Staunton, March 9 – “As a result of the coronavirus, we could be returned to a geopolitical arrangement of the times of the USSR,” Nikolay Vavilov says, one in which “Russia would play not fifth, sixth or even seventh fiddle in relations with China but second or even first” (business-gazeta.ru/article/460504).
That is because, the prominent Russian specialist on China and author of the often-cited Clans and Political Groups of the Chinese Peoples Republic says, the extraordinary measures some regional officials have taken after the appearance of the virus in part to hide their own economic failings have frightened people and exacerbated political tensions in the capital.
Both this panic and the economic difficulties China now faces as a result of tensions with the US mean, Vavilov says, it is entirely possible that “strikes and protest actions could begin in China … Protest attitudes in China are growing in the first instance among workers and students.

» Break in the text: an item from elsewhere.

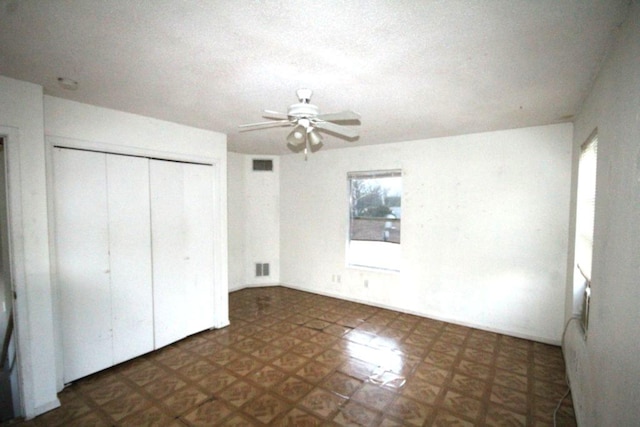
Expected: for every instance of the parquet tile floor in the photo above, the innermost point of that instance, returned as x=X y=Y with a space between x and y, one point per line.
x=291 y=358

And there are ever more labor conflicts in which migrants are involved.”
This isn’t being reported in the Chinese media, of course; but it cannot fail to have an impact on the basic conflict in China’s economy and that of other major countries, between the isolationists and the globalists. The first rely on the internal market and the profits of their companies. The second … focus on trade.”
Chinese President Xi is the leader of the isolationists and both their and his position has been strengthened by the declining income from foreign trade. If trade between China and most of the rest of the world is likely going to continue to decline, Vavilov says, the situation with regard to Chinese trade with Russia is unlikely to fall from its current level.

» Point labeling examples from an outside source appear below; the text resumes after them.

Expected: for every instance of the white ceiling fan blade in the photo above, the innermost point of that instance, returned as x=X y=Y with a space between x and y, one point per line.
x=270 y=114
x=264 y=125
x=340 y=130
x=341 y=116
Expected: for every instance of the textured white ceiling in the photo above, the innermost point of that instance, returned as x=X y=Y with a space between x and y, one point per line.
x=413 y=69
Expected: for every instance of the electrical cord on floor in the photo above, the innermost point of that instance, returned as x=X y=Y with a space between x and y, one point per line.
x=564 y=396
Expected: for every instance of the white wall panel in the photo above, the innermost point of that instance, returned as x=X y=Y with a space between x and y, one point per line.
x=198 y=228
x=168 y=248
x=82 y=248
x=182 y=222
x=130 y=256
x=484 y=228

That will inevitably make Russia a more important player in China; and according to this specialist, in that event, “Russia will play not fifth, sixth or seventh fiddle in relations with China but rather second or even first.” Thus, one can say that the coronavirus may lead to restoration of the ties between the two countries like those in Soviet times.
And at the very least those who have projected that Russia would have to play a very much reduced role in Beijing because of its much smaller economy are going to be wrong and that the relationship could move from economics, given the isolationist impulses in both, to politics where cooperation could become more important.